ABU DHABI (Reuters) - Qatar has sent its second tanker this month of liquefied natural gas (LNG) to Egypt, struggling to cover its energy needs even before the removal of Islamist President Mohamed Mursi unleashed deadly violence.
Qatar's state news agency said late on Monday the tanker left Ras Laffan terminal on August 9, a week after the first cargo, part of an agreement made with Mursi and his Muslim Brotherhood government, which were backed by Doha.
Doha agreed in June to supply Egypt, which suffers frequent power cuts, with five shipments to cover some of its needs, which increase during the hot summer.

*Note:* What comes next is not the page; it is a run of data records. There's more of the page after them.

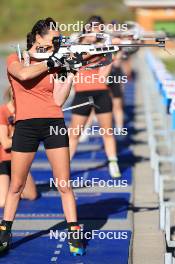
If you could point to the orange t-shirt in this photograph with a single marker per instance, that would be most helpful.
(5, 115)
(89, 80)
(33, 98)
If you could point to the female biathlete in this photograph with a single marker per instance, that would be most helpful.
(100, 93)
(7, 112)
(36, 113)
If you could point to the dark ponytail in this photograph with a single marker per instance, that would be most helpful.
(41, 28)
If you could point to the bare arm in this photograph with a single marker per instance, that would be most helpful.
(5, 140)
(24, 73)
(62, 89)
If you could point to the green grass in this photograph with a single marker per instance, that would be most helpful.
(18, 16)
(170, 64)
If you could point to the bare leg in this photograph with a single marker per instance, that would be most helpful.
(29, 191)
(4, 186)
(105, 121)
(21, 163)
(77, 121)
(60, 162)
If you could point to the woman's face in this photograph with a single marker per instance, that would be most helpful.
(46, 40)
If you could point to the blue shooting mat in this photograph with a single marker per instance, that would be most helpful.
(32, 248)
(90, 206)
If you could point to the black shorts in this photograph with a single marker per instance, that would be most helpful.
(30, 132)
(116, 87)
(101, 98)
(5, 168)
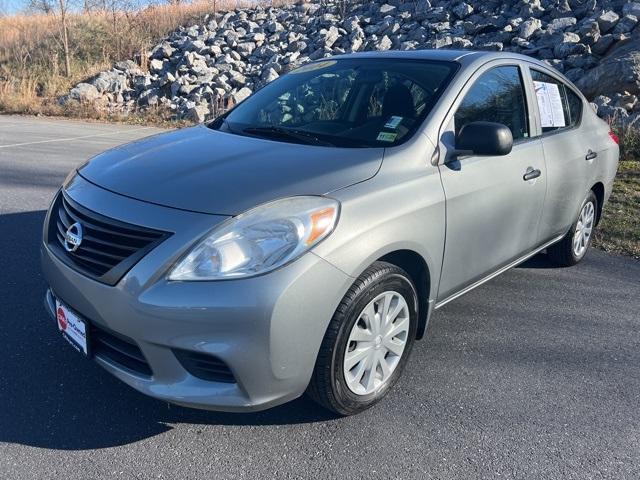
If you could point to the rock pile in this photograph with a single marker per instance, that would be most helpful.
(198, 71)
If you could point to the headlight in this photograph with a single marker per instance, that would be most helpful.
(260, 240)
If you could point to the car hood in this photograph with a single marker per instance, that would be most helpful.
(203, 170)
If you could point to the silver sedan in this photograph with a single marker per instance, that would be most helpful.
(301, 241)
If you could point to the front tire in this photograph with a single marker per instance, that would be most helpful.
(368, 341)
(575, 244)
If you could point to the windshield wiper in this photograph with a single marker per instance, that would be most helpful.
(299, 135)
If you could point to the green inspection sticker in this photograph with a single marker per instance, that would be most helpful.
(393, 122)
(315, 66)
(387, 137)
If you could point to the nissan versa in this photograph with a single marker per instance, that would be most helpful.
(301, 242)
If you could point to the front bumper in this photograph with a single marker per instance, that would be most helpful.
(266, 329)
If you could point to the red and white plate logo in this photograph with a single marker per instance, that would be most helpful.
(62, 319)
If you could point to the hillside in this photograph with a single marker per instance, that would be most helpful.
(204, 68)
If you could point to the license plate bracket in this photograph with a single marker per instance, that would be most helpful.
(73, 327)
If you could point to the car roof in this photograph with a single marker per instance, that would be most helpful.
(451, 55)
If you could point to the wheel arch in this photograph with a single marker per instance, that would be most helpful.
(417, 268)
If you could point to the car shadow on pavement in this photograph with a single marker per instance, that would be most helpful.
(52, 397)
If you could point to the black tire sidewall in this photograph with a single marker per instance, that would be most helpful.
(391, 282)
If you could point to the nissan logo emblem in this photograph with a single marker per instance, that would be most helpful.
(73, 237)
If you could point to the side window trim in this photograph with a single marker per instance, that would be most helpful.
(541, 133)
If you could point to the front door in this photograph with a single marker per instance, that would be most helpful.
(493, 204)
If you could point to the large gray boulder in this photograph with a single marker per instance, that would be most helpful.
(84, 92)
(619, 71)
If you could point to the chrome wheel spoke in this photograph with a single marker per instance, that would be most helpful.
(353, 358)
(394, 346)
(400, 326)
(376, 343)
(584, 227)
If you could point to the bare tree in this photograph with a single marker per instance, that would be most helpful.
(64, 31)
(40, 6)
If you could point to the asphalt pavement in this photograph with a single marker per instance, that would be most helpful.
(536, 374)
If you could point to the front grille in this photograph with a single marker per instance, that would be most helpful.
(204, 366)
(109, 248)
(118, 350)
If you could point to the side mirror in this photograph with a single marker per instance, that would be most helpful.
(484, 138)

The total amount agreed has not been revealed, but traders say the shipments will only cover some of the gap in supply to Egypt, which has borrowed billions of dollars from abroad and delayed payments to oil companies and other suppliers.
The latest delivery seems to confirm that Qatar will honor the deal despite the army's removal of Mursi after mass protests and the resulting violence which has killed almost 900 people.
The Qatari foreign ministry has asked for the release of jailed Muslim Brotherhood leaders and condemned the Egyptian security forces' clearing of two pro-Mursi sit-ins last week.
The five shipments will probably be signed over to foreign partners at the Egyptian LNG Idku export plant, GDF Suez and BG Group, after Egypt failed to meet all their needs with domestic gas.
The cargoes from Qatar will help Egypt meet demand for its exports, helping Cairo channel more gas to the domestic market.
LNG producer Egypt has curbed exports in recent years due to supply shortages and growing domestic needs.